Liberalisierung
Europa als Schrittmacher

Bei Apothekern und bei Handwerkern entspricht bislang geltendes deutsches Recht nicht den EU-Freiheitsstandards, urteilte der Europäische Gerichtshof. Für das laufende Vermittlungsverfahren bedeutet dies: Der EuGH sitzt als stiller Partner mit am Tisch.

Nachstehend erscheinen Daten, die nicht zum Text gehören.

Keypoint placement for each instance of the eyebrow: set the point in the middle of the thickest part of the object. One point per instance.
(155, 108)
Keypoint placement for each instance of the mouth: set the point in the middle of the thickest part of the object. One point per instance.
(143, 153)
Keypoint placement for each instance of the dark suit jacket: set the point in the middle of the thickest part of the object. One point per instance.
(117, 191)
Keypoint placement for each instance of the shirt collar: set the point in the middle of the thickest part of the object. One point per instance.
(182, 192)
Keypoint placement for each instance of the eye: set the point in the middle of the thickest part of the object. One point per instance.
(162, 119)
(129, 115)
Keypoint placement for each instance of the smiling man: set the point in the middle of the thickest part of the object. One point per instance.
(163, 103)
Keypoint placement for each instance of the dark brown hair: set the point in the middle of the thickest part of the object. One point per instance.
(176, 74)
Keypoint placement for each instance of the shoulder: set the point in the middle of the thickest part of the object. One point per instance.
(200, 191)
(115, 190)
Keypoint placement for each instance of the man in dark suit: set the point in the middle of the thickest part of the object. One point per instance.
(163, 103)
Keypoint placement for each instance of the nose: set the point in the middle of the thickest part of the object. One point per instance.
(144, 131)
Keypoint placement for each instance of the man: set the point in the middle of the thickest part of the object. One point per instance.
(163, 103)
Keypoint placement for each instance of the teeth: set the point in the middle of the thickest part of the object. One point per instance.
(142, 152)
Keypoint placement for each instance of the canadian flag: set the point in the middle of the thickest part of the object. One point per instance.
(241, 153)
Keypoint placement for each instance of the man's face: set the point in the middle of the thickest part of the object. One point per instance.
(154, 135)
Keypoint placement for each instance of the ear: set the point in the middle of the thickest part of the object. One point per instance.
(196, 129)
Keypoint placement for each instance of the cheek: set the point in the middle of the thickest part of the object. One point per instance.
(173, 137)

Einen guten Teil ihrer Debatten können Koalition und Opposition sich sparen.

Die Bundesregierung hat gestern für ihre Liberalisierungsvorhaben bei stark reglementierten Berufen Unterstützung vom Europäischen Gerichtshof erhalten. Bei Apothekern und bei Handwerkern entspricht bislang geltendes deutsches Recht nicht den EU-Freiheitsstandards, auf die jeder EU-Bürger ein Anrecht hat, urteilten die Richter.

Internet-Apotheken dürfen ihre Produkte ohnehin auch in Deutschland anbieten. Bundesgesundheitsministerin Ulla Schmidt (SPD) hätte sie gar nicht erst mühsam in der Gesundheitsreform erlauben müssen. Immerhin: Sie muss das Urteil nicht erst noch umsetzen.

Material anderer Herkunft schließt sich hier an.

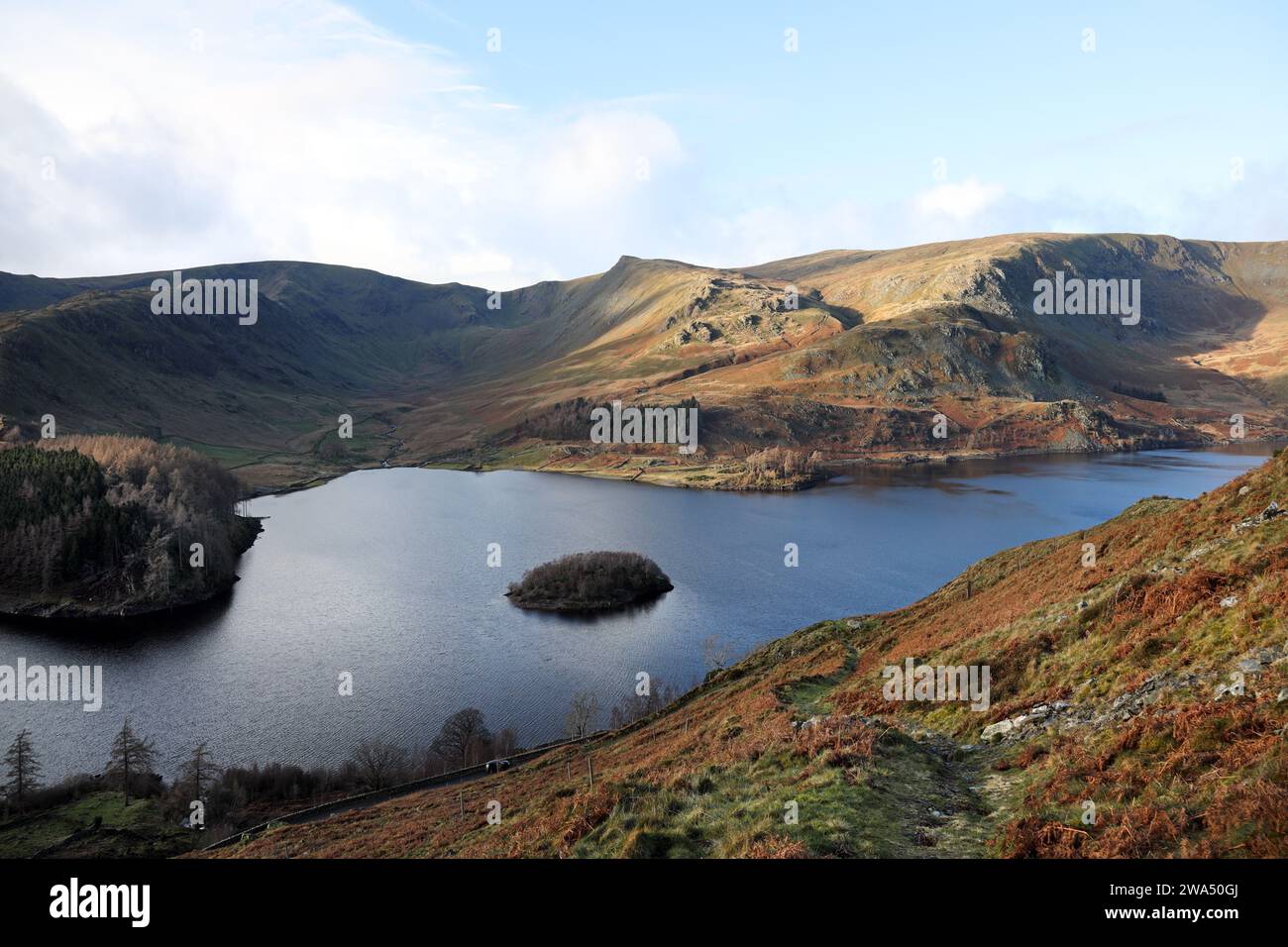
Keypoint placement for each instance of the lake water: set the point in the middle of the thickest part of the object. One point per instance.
(384, 574)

Das Handwerksurteil des EuGH wiederum hätte Bundeswirtschaftsminister Wolfgang Clement (SPD) schon Anfang des Jahres brauchen können. Es zeigt, wie notwendig eine Reform der deutschen Handwerksordnung aus europarechtlicher Sicht ist.

Der Richterspruch steht in einer langen Tradition des EuGH, nach und nach immer weitere Teile des deutschen Handwerksrechts außer Kraft zu setzen: erst für Handwerker anderer EU-Staaten, die sich hier niederlassen dürfen, jetzt für billige portugiesische Bauhandwerker und morgen für deutsche Handwerksgesellen, die heute bereits auf Gleichstellung mit ausländischen Konkurrenten klagen.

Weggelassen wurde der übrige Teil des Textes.